Bug 360176 - [Openconnect] openconnect fails with "Necessary secrets were not provided"
Summary: [Openconnect] openconnect fails with "Necessary secrets were not provided"
Status: RESOLVED INTENTIONAL
Alias: None
Product: plasma-nm
Classification: Plasma
Component: applet (show other bugs)
Version: 5.5.5
Platform: Gentoo Packages Linux
: NOR normal
Target Milestone: ---
Assignee: Jan Grulich
URL:
Keywords:
Depends on:
Blocks:
 
Reported: 2016-03-06 22:48 UTC by Herb Miller
Modified: 2016-10-10 11:40 UTC (History)
8 users (show)

See Also:
Latest Commit:
Version Fixed In:


Attachments
Networkmanager messages from /var/log/messages (8.92 KB, text/plain)
2016-03-07 16:55 UTC, muddle
Details
nmcli connection show (2.43 KB, text/plain)
2016-03-07 16:56 UTC, muddle
Details
nm log (21.49 KB, text/plain)
2016-03-07 16:59 UTC, muddle
Details
kded5 restart log (18.58 KB, text/plain)
2016-03-07 17:52 UTC, muddle
Details

Note You need to log in before you can comment on or make changes to this bug.
Description Herb Miller 2016-03-06 22:48:08 UTC
I've been having this problem since 5.3.x. In my logs there's an error showing:

Mar  6 17:40:30 Binge NetworkManager[2447]: <error> [1457304030.649898] [/mnt/gentoo/var/tmp/portage/net-misc/networkmanager-1.0.10-r1/work/NetworkManager-1.0.10/src/vpn-manager/nm-vpn-connection.c:1918] plugin_need_secrets_cb(): ([edited out]) final secrets request failed to provide sufficient secrets
Comment 1 muddle 2016-03-07 12:11:27 UTC
Hi, 

I have exactly the same issue using plasma-nm 5.5.5 on Gentoo.
VPN connection works from command line with nmcli with --ask option. The vpn secrets dialog does not save username and password in kwallet even when the according option is set.
Comment 2 Jan Grulich 2016-03-07 12:41:37 UTC
Information from [1] would be helpful to identify your problem.

[1] - https://techbase.kde.org/Projects/Solid/Plasma-nm#Plasma-nm_doesn.27t_remember_my_password
Comment 3 muddle 2016-03-07 13:02:27 UTC
$> if `qdbus org.kde.kded5 /kded org.kde.kded5.loadedModules | grep networkmanagement > /dev/null`; then echo "running"; else echo "not running"; fi
running
Comment 4 Jan Grulich 2016-03-07 13:40:57 UTC
I need all the information (including NM log and also the debug output from kded as described in the link above).
Comment 5 muddle 2016-03-07 16:55:31 UTC
Created attachment 97743 [details]
Networkmanager messages from /var/log/messages

Sorry for the delay.

I'm using openrc instead of systemd so there is no journalctl. I copied the relevant messages from /var/log/messages instead.
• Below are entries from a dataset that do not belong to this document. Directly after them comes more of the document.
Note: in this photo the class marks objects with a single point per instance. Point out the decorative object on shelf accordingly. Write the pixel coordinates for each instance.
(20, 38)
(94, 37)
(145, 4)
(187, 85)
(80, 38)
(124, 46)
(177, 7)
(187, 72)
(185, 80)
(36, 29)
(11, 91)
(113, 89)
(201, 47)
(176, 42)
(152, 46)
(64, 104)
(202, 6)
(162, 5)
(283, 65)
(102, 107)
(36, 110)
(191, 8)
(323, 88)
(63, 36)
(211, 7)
For creating the debug information in /var/log/messages I first connected to the vpn by nmcli. After closing the connection, I tried again with plasma-nm.
Comment 6 muddle 2016-03-07 16:56:29 UTC
Created attachment 97744 [details]
nmcli connection show
Comment 7 muddle 2016-03-07 16:59:02 UTC
Created attachment 97745 [details]
nm log

I found out the if I kill/restart the kded5 service, plasma-nm is able to create the connection.
Comment 8 muddle 2016-03-07 17:52:44 UTC
Created attachment 97747 [details]
kded5 restart log

plasma-nm worked after this kded5 restart. (attachment 97745 [details] was is the log of a plasmashell restart)
Comment 9 Jan Grulich 2016-03-09 11:30:24 UTC
Hmm, that's interesting. Do other connections work with our kded5 module without restarting (e.g. wireless connections)?
Comment 10 muddle 2016-03-09 16:41:53 UTC
My wifi connections work as expected. The passwords are fetched from my kwallet.
If no kwallet is open, openconnect (or plasma-nm) initiates the kwallet password dialog, but does not read from/write to it.
Comment 11 muddle 2016-03-09 23:38:55 UTC
Some more (hopefully useful) information:
I deleted all vpn connections and recreated a new openconnect vpn in connection editor. Then I tried to connect (without success). After these steps, a config file was created (/etc/Networkmanager/system-connections/myvpn).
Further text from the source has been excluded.